The key difference between these international assets and liquid assets in general, then, is that only the former are accepted in a large number of different countries and regularly used in transactions between them.
The single most important form of international liquidity is, of course, US government bonds, which are held by banks, firms and other countries’ governments. More generally, international liquidity comprises the liabilities of OECD (Organisation for Economic Co-operation and Development) countries’ central banks (their “high-powered money”), those countries’ AAA-rated and AA-rated central government bonds, the debt securities of supranational organizations like the World Bank and regional development banks, and gold in official and private hands.
But add them up and you immediately come to a startling conclusion. International liquidity has plummeted from nearly 60% of global GDP in 2009 to barely 30% today. This change is due, equally, to downgrades in the ratings of heavily indebted crisis countries’ government bonds, which make them unattractive for use in international transactions, and the inelasticity of other sources of supply.
Observers are perplexed by why global trade, having long grown faster than world GDP, is now expanding more slowly. They are also struggling to understand an unprecedented decline in global capital flows. A shortage of international liquidity, by making it harder to finance and settle these cross-border transactions, is one explanation.
Urging the US government to issue more debt is no solution; doing so would only threaten rating downgrades and make foreign investors reluctant to hold US Treasury bonds. Alternatively, one could urge crisis countries whose bonds have lost their investment-grade status to repair their finances so that these securities are again attractive for financing international transactions. But financial strengthening takes time even for the most committed government, as any Greek official can tell you.
Can privately-issued obligations—high-grade corporate bonds, for example—supplement official forms of international liquidity? This question dates back to the 1990s, when observers quaintly worried that the US government, by running surpluses, might retire its entire stock of debt.
It turned out that central banks and governments, in particular, were reluctant to hold private-label securities, even when these instruments had investment-grade ratings. The reason is simple: Privately-issued assets without the backing of a government with the power of the purse might look safe in normal times; but, following a shock, they could quickly be reassessed as risky.
Others suggest that the International Monetary Fund could augment the supply of international liquidity by issuing Special Drawing Rights. SDRs are accounting units made up of US dollars, British pounds, euros, Japanese yen and Chinese renminbi. They can be credited to the accounts of IMF member countries, which are obliged to accept them in cross-border transactions under the Fund’s Articles of Agreement. Voilà: problem solved.
Or not. There are no private markets in SDRs. To use them, a holder has to exchange them for, say, dollars in a transaction with the US government. As a result, no additional liquidity is created. The corresponding amount of dollar currency or deposits is simply transferred from one set of hands to another—from the US Treasury to the foreign holder. Meanwhile, the world as a whole has gained no additional liquid resources.
Things would be different if, instead of allocating SDRs to governments, the IMF could sell them directly to central banks like the Fed, which, in return, would provide the Fund with additional dollars, which the Fund could then distribute among its members. But while this is a neat solution in principle, the Fed and its political masters would surely be reluctant to cede control of the money printing press in practice.

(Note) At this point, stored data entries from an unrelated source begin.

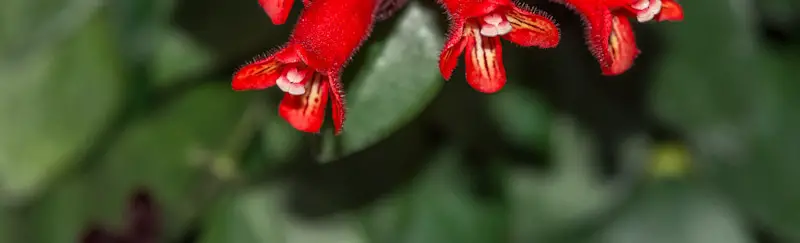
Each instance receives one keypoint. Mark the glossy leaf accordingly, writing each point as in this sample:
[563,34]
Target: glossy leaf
[259,216]
[160,153]
[394,85]
[53,102]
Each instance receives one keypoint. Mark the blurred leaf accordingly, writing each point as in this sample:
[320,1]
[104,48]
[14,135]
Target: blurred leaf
[259,216]
[280,140]
[52,104]
[738,108]
[394,86]
[541,205]
[178,56]
[27,26]
[765,181]
[438,207]
[782,12]
[521,116]
[699,64]
[672,212]
[159,153]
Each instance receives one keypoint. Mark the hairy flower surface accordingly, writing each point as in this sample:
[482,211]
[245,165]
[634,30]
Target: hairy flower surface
[308,68]
[609,32]
[477,26]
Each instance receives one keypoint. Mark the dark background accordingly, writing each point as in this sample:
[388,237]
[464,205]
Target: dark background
[119,125]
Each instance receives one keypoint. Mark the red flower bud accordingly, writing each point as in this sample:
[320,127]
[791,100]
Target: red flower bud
[478,25]
[610,34]
[308,67]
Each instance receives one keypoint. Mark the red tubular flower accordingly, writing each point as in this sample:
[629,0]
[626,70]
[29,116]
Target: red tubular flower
[278,10]
[477,25]
[308,67]
[610,34]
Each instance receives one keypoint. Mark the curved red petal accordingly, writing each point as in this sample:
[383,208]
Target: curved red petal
[670,11]
[484,62]
[306,112]
[330,31]
[453,48]
[532,28]
[261,74]
[597,20]
[337,103]
[277,10]
[618,3]
[622,46]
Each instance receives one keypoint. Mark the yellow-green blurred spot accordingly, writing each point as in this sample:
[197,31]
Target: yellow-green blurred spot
[669,160]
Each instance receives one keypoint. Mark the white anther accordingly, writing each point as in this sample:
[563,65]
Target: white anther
[295,76]
[291,82]
[495,25]
[652,10]
[641,5]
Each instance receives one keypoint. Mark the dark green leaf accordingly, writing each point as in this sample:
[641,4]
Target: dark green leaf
[543,205]
[394,86]
[672,212]
[521,116]
[259,216]
[52,103]
[161,153]
[736,104]
[438,207]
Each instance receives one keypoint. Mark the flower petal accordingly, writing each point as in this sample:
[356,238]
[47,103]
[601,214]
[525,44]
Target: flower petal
[277,10]
[337,103]
[261,74]
[532,28]
[597,20]
[453,48]
[621,46]
[485,71]
[670,11]
[307,111]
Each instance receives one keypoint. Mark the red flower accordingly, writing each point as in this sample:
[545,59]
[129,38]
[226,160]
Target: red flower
[610,34]
[308,67]
[477,25]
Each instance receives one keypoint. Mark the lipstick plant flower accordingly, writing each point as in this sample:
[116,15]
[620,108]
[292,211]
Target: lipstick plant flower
[328,32]
[477,26]
[609,32]
[308,68]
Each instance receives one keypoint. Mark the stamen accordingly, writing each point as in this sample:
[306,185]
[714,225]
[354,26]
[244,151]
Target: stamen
[641,5]
[293,81]
[495,25]
[652,10]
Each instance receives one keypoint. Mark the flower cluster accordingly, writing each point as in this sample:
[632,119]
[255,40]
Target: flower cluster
[328,32]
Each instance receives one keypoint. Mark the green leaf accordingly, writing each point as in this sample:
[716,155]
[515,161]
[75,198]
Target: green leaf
[544,205]
[52,103]
[178,56]
[394,86]
[521,116]
[763,177]
[736,105]
[672,212]
[161,153]
[259,216]
[438,207]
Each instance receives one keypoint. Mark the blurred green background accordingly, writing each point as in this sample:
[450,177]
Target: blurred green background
[104,99]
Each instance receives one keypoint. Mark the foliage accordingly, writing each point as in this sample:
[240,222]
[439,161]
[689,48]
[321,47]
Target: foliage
[697,143]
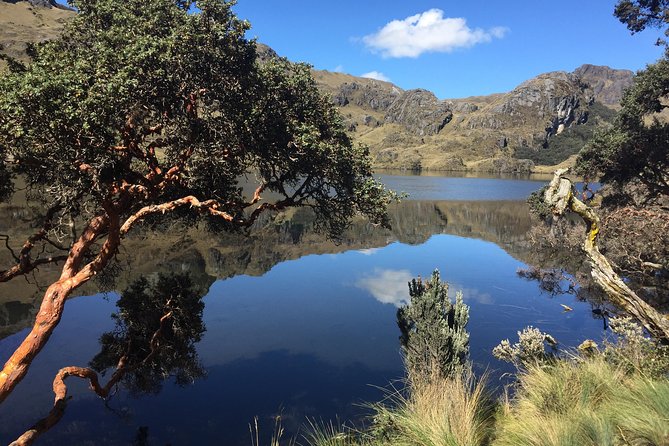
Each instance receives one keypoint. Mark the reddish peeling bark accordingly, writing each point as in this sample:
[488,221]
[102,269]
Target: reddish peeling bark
[51,309]
[60,388]
[74,275]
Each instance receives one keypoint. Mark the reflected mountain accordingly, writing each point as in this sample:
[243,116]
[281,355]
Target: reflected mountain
[272,240]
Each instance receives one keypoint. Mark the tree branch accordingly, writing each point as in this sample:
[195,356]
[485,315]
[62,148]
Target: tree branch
[560,197]
[60,388]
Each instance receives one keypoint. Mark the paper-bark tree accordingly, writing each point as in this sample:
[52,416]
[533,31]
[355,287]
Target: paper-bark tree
[152,109]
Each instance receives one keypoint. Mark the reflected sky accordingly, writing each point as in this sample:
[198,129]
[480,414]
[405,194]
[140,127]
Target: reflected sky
[314,336]
[453,188]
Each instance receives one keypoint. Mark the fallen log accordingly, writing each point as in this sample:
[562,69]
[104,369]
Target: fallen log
[561,198]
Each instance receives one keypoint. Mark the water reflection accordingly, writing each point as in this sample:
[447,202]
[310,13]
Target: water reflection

Probably the most practical solution is to permit the IMF to borrow on private financial markets and use the proceeds to issue additional SDRs. With member governments collectively guaranteeing its obligations, its bonds would be as good as gold.

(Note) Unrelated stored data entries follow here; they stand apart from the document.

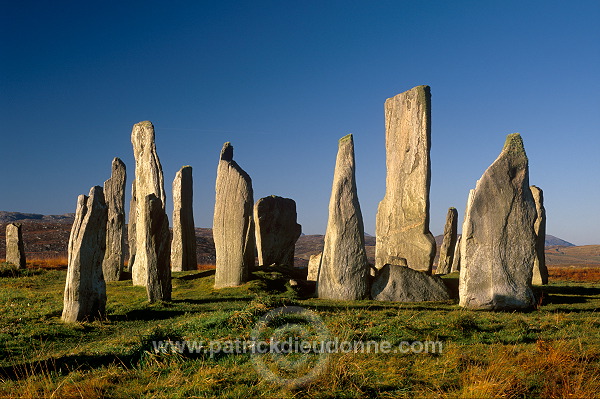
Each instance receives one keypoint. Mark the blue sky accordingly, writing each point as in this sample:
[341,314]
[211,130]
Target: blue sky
[283,81]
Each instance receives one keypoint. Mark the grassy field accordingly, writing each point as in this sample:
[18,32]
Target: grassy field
[550,352]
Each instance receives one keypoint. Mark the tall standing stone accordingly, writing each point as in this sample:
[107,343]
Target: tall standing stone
[540,271]
[157,250]
[148,180]
[276,230]
[15,249]
[183,246]
[449,243]
[233,225]
[85,289]
[114,194]
[498,239]
[402,226]
[344,269]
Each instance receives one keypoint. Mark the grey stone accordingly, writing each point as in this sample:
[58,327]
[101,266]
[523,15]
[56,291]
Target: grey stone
[498,240]
[85,289]
[157,250]
[233,225]
[148,180]
[15,249]
[540,271]
[344,269]
[183,246]
[114,194]
[402,284]
[276,230]
[449,243]
[402,225]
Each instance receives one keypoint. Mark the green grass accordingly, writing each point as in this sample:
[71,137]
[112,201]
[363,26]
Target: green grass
[553,351]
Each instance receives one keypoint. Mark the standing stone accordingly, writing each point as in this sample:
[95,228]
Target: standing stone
[148,180]
[540,271]
[233,226]
[498,240]
[276,230]
[15,250]
[402,226]
[456,260]
[344,269]
[314,262]
[114,193]
[449,243]
[85,289]
[157,250]
[183,246]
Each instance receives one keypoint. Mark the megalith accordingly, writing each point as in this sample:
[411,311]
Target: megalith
[276,230]
[85,289]
[233,225]
[15,249]
[402,224]
[114,195]
[449,243]
[183,245]
[344,270]
[540,271]
[157,250]
[498,238]
[148,180]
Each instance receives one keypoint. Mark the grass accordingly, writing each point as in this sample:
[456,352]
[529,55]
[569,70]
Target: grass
[552,352]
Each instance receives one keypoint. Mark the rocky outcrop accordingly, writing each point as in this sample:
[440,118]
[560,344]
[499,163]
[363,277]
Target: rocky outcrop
[148,180]
[402,227]
[402,284]
[183,245]
[85,289]
[114,194]
[276,230]
[540,271]
[233,225]
[344,269]
[498,240]
[449,243]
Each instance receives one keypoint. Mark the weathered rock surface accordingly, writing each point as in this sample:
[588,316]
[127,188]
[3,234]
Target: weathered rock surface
[344,269]
[85,289]
[314,262]
[233,225]
[498,240]
[402,227]
[403,284]
[148,180]
[449,243]
[114,195]
[540,271]
[15,249]
[157,250]
[276,230]
[183,246]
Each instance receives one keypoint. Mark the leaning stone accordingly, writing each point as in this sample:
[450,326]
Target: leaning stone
[85,289]
[276,230]
[183,245]
[403,284]
[344,270]
[114,192]
[498,240]
[233,226]
[402,225]
[15,249]
[540,271]
[148,180]
[449,243]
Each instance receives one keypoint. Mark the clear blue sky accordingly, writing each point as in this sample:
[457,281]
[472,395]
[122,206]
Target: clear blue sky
[283,80]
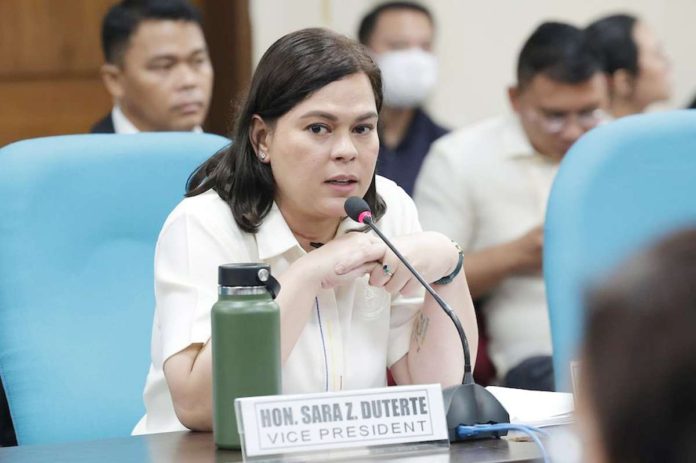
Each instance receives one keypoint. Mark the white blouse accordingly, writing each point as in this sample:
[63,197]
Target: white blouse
[354,333]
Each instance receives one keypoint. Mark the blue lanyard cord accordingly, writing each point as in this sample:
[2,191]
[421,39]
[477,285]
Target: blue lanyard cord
[323,346]
[531,431]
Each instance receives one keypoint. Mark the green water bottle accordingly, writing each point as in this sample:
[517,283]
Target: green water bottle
[245,343]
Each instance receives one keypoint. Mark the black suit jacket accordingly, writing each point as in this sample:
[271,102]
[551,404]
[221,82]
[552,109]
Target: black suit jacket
[105,125]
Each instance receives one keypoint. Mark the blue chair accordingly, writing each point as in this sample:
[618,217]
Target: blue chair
[621,186]
[79,219]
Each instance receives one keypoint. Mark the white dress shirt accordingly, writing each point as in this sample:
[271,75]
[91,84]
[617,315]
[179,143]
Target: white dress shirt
[483,186]
[353,334]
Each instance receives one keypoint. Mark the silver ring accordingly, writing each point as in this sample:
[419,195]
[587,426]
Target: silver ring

To be sure, for their guarantee to be credible, members would have to commit to recapitalizing the Fund if it ever took losses on its loans. But, then, nothing is free.
Globalization’s benefits are sometimes exaggerated, but there have been important benefits. Failure to address the international liquidity problem could jeopardize all that has been accomplished.
©2016/PROJECT SYNDICATE
Barry Eichengreen is a professor at the University of California, Berkeley, and the University of Cambridge.